The Mayor says she believes the sale of such cigars undermines efforts to inform the public about the health risks of smoking. Single, cheap cigars generally do not carry health warnings, and consumers can be misled about the health risks of smoking. [Like the city really cares whether anyone smokes single cigars or not. As I just said, Dixon needs revenue. That's what this is all about.]


Well, Madame Mayor, why stop there? If smoking is so daggone bad for you and others, why not ban the sale, use, possession, importation, or cultivation of tobacco in the city? Hm? Lead the way! Set the pioneering example for other cities to follow.

Go ahead.
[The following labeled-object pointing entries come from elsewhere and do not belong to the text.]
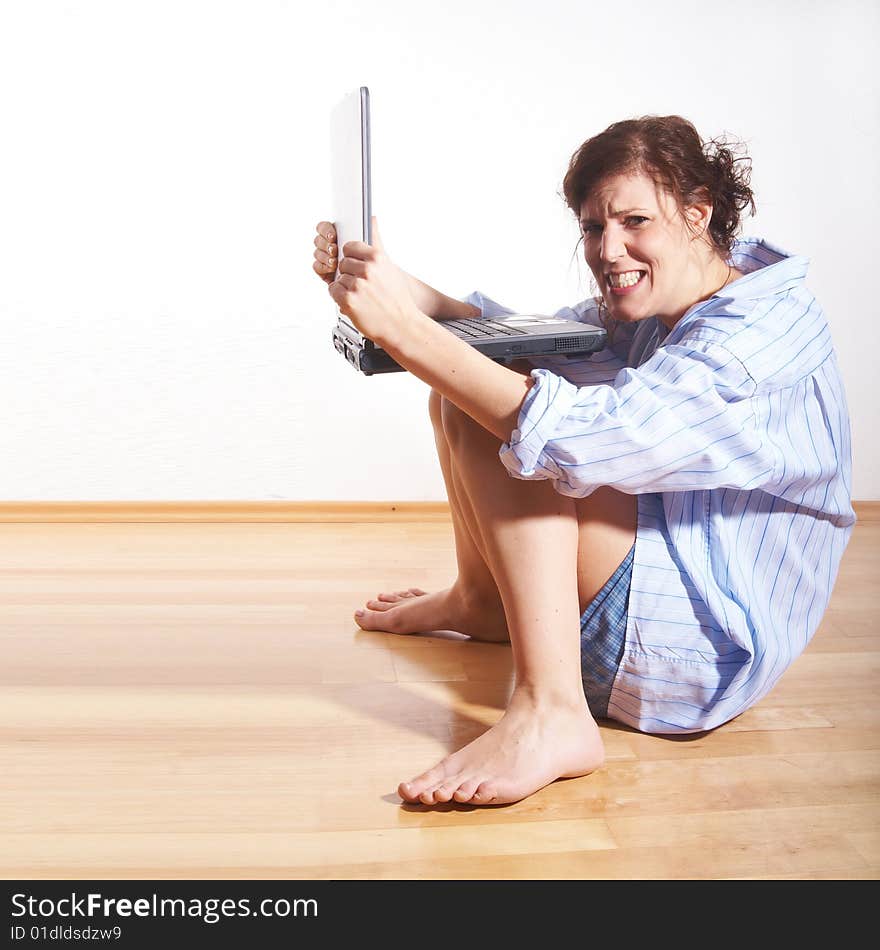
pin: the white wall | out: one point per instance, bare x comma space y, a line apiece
162, 166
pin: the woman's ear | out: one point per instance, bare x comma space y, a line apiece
698, 215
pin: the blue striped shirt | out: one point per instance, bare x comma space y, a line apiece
732, 430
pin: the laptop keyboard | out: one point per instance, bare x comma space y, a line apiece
480, 329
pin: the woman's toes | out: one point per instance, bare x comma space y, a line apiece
445, 792
465, 791
485, 793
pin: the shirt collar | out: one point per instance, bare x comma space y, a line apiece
767, 270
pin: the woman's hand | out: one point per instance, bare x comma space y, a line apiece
326, 252
372, 291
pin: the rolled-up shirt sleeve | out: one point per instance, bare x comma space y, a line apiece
682, 421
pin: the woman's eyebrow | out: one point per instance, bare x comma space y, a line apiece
612, 214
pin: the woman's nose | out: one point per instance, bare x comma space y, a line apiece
612, 248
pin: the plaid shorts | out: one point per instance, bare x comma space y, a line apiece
603, 633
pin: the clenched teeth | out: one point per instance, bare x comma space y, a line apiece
626, 279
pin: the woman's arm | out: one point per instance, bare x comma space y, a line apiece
437, 305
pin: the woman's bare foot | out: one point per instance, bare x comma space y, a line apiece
414, 610
532, 745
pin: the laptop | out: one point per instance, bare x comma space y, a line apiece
503, 339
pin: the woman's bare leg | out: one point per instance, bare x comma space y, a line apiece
533, 537
472, 605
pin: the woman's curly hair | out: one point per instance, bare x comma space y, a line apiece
670, 151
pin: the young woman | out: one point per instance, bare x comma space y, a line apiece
656, 529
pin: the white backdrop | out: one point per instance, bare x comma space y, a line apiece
162, 166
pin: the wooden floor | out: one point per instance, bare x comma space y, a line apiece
195, 701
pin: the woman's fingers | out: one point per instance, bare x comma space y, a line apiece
351, 265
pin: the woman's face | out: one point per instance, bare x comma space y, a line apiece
640, 249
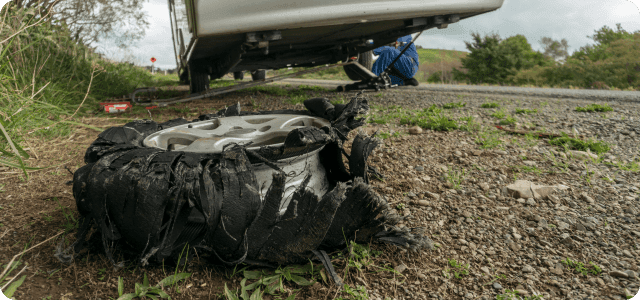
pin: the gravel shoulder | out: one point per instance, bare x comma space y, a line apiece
459, 190
631, 96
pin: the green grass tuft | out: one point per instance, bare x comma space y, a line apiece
594, 108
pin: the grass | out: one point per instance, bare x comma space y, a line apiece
594, 108
48, 80
567, 142
457, 269
272, 281
526, 111
490, 105
500, 114
431, 118
454, 105
509, 120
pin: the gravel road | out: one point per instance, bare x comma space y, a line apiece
633, 96
463, 194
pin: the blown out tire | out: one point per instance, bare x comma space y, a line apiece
158, 200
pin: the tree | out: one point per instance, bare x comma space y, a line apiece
556, 50
89, 21
493, 60
603, 38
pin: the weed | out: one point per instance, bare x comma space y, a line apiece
145, 290
577, 144
358, 293
296, 99
455, 177
594, 107
513, 295
273, 281
631, 166
490, 105
339, 100
526, 111
509, 120
456, 270
431, 118
500, 114
454, 105
470, 124
314, 88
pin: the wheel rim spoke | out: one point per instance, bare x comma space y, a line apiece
213, 135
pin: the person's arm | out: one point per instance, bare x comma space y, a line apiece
379, 50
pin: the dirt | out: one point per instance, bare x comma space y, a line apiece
467, 221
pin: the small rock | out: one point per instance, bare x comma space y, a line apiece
400, 268
433, 195
527, 269
586, 197
631, 273
582, 154
423, 203
527, 189
500, 152
415, 130
557, 271
562, 225
618, 274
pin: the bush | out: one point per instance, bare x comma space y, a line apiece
493, 60
614, 64
46, 75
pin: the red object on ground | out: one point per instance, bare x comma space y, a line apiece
116, 107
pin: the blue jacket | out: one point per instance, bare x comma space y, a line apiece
407, 64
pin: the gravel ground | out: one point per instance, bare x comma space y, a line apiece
488, 239
601, 95
461, 193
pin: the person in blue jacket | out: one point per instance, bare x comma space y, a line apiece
405, 68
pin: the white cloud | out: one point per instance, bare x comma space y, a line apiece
570, 19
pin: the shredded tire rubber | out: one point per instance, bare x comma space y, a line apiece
157, 202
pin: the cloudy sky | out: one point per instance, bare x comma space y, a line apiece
570, 19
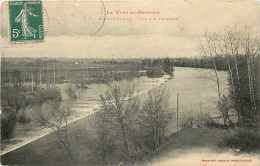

I'm waiting.

*zzzzzzzzzzzzzzzzzzzzzzzzzzzzz*

Just can't live without those taxes, can you?

(HT: Michelle Malkin)

2 comments:

Julia said...

There IS a point to all this.

College buddies and I, as well as the vast majority of young "cheap-cigar" purchasers, are not buying those things to enjoy the tobacco.

We are cutting them open, dumping them out, and using them as drug paraphernalia.

Granted, rolling papers are still abundantly available, but if you should ever overhear someone around my age mentioning a blunt, it ain't a "cigar" they're smoking.

Cygnus said...

Appreciate the enlightenment, Julia; I wouldn't have known that, being blissfully ignorant of that scene. But I still think it's a shtoopit idea.

I know this sounds Clintonian, but I never had to try pot. Everyone else on the MTA buses did so for me.